Debate on paying for medically necessary care in Canada


Private clinics embroiled in a legal battle against the British Columbia government have scored a victory after a judge ordered an injunction against provisions in the law banning private pay medically necessary health services.

B.C. Supreme Court Justice Janet Winteringham says in a written ruling that the government cannot enforce the provisions until their constitutionality is determined at trial. The plaintiffs have established that there are serious questions to be tried, including that some patients will suffer serious physical or psychological harm while waiting for public health services.

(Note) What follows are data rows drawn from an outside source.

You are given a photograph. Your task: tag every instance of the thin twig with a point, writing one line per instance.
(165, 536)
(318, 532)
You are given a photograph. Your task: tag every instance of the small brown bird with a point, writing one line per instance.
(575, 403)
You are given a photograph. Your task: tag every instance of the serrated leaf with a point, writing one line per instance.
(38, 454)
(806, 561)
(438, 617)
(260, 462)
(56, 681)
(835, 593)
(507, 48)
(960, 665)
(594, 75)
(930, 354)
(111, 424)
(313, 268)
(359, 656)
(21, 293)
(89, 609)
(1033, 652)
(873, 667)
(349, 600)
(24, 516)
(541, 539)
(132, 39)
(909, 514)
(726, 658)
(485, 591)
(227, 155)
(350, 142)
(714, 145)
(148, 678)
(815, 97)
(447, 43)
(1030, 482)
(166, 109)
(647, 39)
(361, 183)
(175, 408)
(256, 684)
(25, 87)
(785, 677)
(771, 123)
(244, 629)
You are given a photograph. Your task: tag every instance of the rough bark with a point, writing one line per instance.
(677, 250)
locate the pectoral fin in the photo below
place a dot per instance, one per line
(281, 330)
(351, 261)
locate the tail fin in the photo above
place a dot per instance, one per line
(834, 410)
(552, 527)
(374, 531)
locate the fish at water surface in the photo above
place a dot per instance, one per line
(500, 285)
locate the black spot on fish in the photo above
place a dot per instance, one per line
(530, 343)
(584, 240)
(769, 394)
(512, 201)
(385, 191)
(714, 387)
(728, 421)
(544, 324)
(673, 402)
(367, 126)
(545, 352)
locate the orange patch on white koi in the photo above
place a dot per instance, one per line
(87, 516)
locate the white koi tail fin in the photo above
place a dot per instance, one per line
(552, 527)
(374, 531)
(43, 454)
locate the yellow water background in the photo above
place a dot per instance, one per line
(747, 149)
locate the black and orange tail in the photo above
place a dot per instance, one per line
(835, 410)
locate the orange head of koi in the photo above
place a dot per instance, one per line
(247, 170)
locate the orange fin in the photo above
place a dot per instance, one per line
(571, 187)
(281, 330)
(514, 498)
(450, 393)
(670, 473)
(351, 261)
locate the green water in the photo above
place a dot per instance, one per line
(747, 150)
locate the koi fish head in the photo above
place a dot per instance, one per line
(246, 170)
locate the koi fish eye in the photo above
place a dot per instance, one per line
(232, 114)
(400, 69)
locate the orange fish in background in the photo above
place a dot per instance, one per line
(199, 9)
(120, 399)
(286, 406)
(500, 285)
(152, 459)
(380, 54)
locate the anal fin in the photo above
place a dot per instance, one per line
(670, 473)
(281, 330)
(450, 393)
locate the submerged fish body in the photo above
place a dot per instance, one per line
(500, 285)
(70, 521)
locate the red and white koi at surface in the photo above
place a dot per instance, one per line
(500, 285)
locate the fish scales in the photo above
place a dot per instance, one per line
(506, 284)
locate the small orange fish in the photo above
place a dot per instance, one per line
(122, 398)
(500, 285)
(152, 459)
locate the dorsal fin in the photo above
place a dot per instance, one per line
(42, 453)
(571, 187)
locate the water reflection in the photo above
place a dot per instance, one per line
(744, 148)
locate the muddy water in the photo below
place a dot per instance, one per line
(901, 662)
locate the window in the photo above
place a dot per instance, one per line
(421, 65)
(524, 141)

From October 2018, doctors who charge patients for medically necessary procedures would have faced initial fines of CAD$10,000 (US$7,600) as the province enforced the law that has not been fully enacted in 15 years. Winteringham's ruling means the provisions cannot be enforced until June 2019 or pending a further order of the court.

Dr. Brian Day of the Cambie Surgery Centre and other plaintiffs launched the legal challenge arguing the province doesn't provide timely medical services, yet residents are prohibited from accessing private health care. Another clinic and several patients launched the constitutional challenge to the provisions of the law nearly a decade ago and the trial continues.

The Fraser Institute new study, comparing finds that Canada spends more on health care than the majority of developed countries with universal coverage, but ranks near the bottom in terms of the number of doctors and hospital beds, and Canada suffers from the longest wait times.

The study compares 28 universal health-care systems in developed countries, spotlighting several key areas including cost, availability and use of resources, access to care and treatment, clinical performance and quality, and the health of Canadians.

Private medicine is a fact in Canada, but the legality is not. Long waiting lists force Canadians to go overseas for treatment.